The great recession may feel like history now as the economy continues to improve in Tennessee and across the nation. However, that does not mean that three are not consumers who continue to experience serious financial difficulties. Businesses may still lay workers off and individuals might be forced to pay excessive costs for health-related matters ranging from direct medical treatment to in-home care and more. These are just two of the situations that often contribute to a person needing to seek help for unmanageable levels of debt.

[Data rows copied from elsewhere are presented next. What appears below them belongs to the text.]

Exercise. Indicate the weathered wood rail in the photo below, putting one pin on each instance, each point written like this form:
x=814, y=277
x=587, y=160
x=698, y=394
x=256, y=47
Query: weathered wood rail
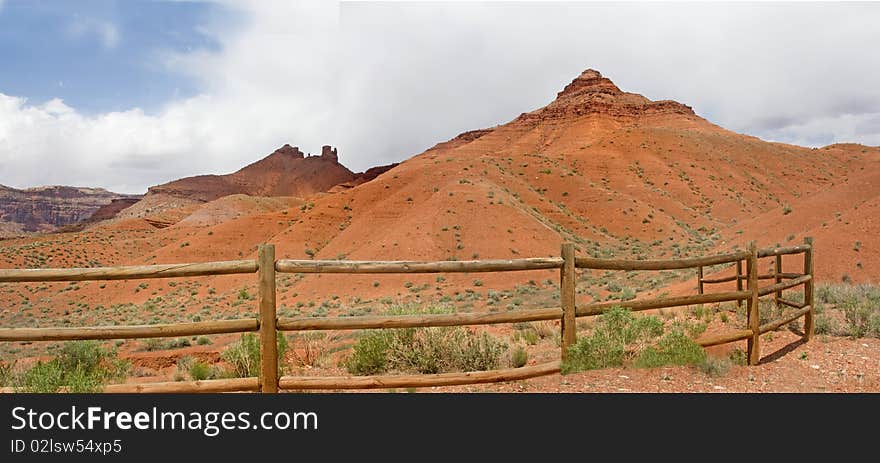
x=267, y=324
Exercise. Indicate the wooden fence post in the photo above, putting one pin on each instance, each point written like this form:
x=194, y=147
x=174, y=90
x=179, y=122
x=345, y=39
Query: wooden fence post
x=567, y=289
x=739, y=281
x=268, y=341
x=809, y=326
x=700, y=279
x=777, y=270
x=754, y=348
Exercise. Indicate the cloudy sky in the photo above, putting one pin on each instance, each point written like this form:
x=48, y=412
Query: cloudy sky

If you are one of these people, you should know that you are not alone. This may help you avoid the feelings of embarrassment that sometimes accompanies financial problems and that may even prevent you from seeking the help you need and might receive. According to the United States Courts, there were more than 35,420 total filings for bankruptcy in the state of Tennessee from October 1, 2016 through September 30, 2017. Personal bankruptcies accounted for nearly all of these bankruptcy cases.
During that year, the state saw more than 20,000 non-business bankruptcy Chapter 13 filings. More than another 14,000 personal Chapter 7 bankruptcies were initiated in that same 12 months. The western region was the area with the most filings followed by the eastern region and then the middle region. In total, consumers filed for more than 35,000 total bankruptcies.
This information is not intended to provide legal advice but is instead meant to give Tennessee residents an idea of how many people across the state file for either Chapter 7 or Chapter 13 bankruptcies.